GROMACS version: 2020.2
GROMACS modification: No
So I’m trying to run a tiny simulation on a very fast GPU, it’s 19,000 atoms on an Nvidia A100. I’m using the nvidia registries container NVIDIA NGC with the relevant flags. I have the relevant flags enabled (overkill actually as this is running on only one GPU, not several).
Here’s what I believe is true:
The whole simulation step was ported to GPU, except the neighbor list building. To me this means that the simulation can run on the GPU for nstlist number of steps in GPU memory, and only then is transferred back to the CPU for the neighborhood list to be built. [Or because a traj write out has been requested or similar].
However what I see is that for the 150,601 steps (hence the number of force cycles calculated) the neighbor list is calculated just 754 times (yep, thats the nstlist 200) but the state is copied
Wait GPU state copy 50,455 times, roughly every 3 steps. This is a huge drag. Why is it doing this?
Also if you have any tips on accelerating this (without bulking up the system size) it’d be much appreciated. I know GROMACS wasn’t designed for little systems and because the GPU is so fast these overheads pile up, but still.

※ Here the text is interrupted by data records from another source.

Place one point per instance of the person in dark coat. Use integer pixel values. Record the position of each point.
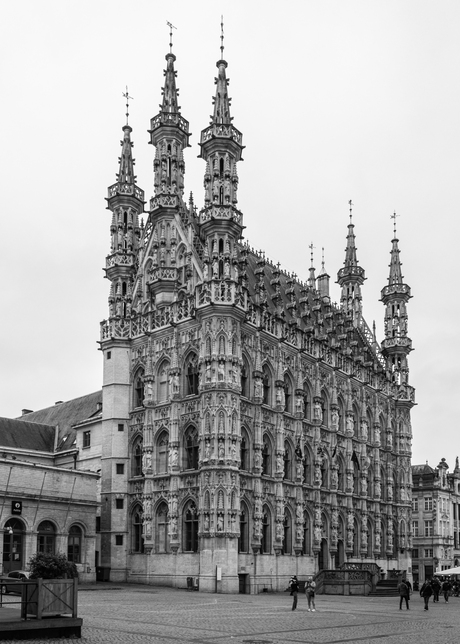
(426, 591)
(294, 586)
(436, 586)
(403, 590)
(446, 588)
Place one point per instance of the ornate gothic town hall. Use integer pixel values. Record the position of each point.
(250, 428)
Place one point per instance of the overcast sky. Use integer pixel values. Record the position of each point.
(337, 100)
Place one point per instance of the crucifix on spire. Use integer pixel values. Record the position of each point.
(393, 216)
(128, 98)
(221, 37)
(171, 27)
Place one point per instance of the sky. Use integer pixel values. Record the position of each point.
(336, 100)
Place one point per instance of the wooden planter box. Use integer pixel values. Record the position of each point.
(49, 597)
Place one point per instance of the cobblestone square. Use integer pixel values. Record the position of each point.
(138, 614)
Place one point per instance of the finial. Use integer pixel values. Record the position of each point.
(393, 216)
(350, 203)
(128, 97)
(171, 27)
(222, 38)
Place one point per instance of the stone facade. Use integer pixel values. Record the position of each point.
(251, 428)
(435, 519)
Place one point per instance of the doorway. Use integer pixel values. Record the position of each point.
(323, 557)
(13, 546)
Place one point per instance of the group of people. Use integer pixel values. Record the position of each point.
(435, 587)
(310, 587)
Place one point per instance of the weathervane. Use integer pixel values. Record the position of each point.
(128, 97)
(311, 247)
(171, 27)
(393, 216)
(222, 38)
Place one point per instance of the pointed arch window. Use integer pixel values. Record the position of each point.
(163, 381)
(162, 453)
(192, 375)
(266, 458)
(266, 381)
(137, 542)
(265, 544)
(287, 533)
(162, 528)
(191, 449)
(136, 469)
(287, 461)
(139, 389)
(287, 395)
(306, 542)
(243, 539)
(190, 528)
(244, 455)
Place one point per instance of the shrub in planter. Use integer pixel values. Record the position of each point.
(48, 566)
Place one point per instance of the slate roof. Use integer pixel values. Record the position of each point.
(26, 435)
(65, 415)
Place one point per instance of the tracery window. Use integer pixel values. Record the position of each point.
(190, 528)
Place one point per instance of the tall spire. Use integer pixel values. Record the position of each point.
(397, 345)
(351, 277)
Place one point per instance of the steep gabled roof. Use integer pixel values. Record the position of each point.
(26, 435)
(66, 415)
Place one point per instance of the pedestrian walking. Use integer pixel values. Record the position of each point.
(294, 586)
(446, 588)
(436, 588)
(310, 588)
(426, 591)
(403, 590)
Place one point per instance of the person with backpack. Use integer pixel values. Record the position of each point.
(294, 587)
(426, 591)
(310, 588)
(446, 588)
(403, 590)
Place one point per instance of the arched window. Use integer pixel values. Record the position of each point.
(307, 469)
(355, 478)
(287, 395)
(266, 457)
(287, 461)
(191, 449)
(163, 381)
(137, 542)
(244, 453)
(265, 544)
(13, 545)
(245, 389)
(287, 533)
(139, 389)
(243, 539)
(191, 375)
(162, 452)
(306, 543)
(74, 544)
(267, 384)
(136, 469)
(190, 528)
(46, 539)
(162, 528)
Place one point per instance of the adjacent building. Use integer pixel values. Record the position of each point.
(435, 519)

ENV GMX_GPU_DD_COMMS true ENV GMX_GPU_PME_PP_COMMS true ENV GMX_FORCE_UPDATE_DEFAULT_GPU true
gmx mdrun -deffnm md_prod -ntmpi 1 -ntomp 4 -nb gpu -bonded gpu -pme gpu -nstlist 200 -pin on -update gpu
Note: This is a 19,000 atom system with amber99sb-ildn and tip3p. It’s run here with just Justin Lemkuls classic tutorials options.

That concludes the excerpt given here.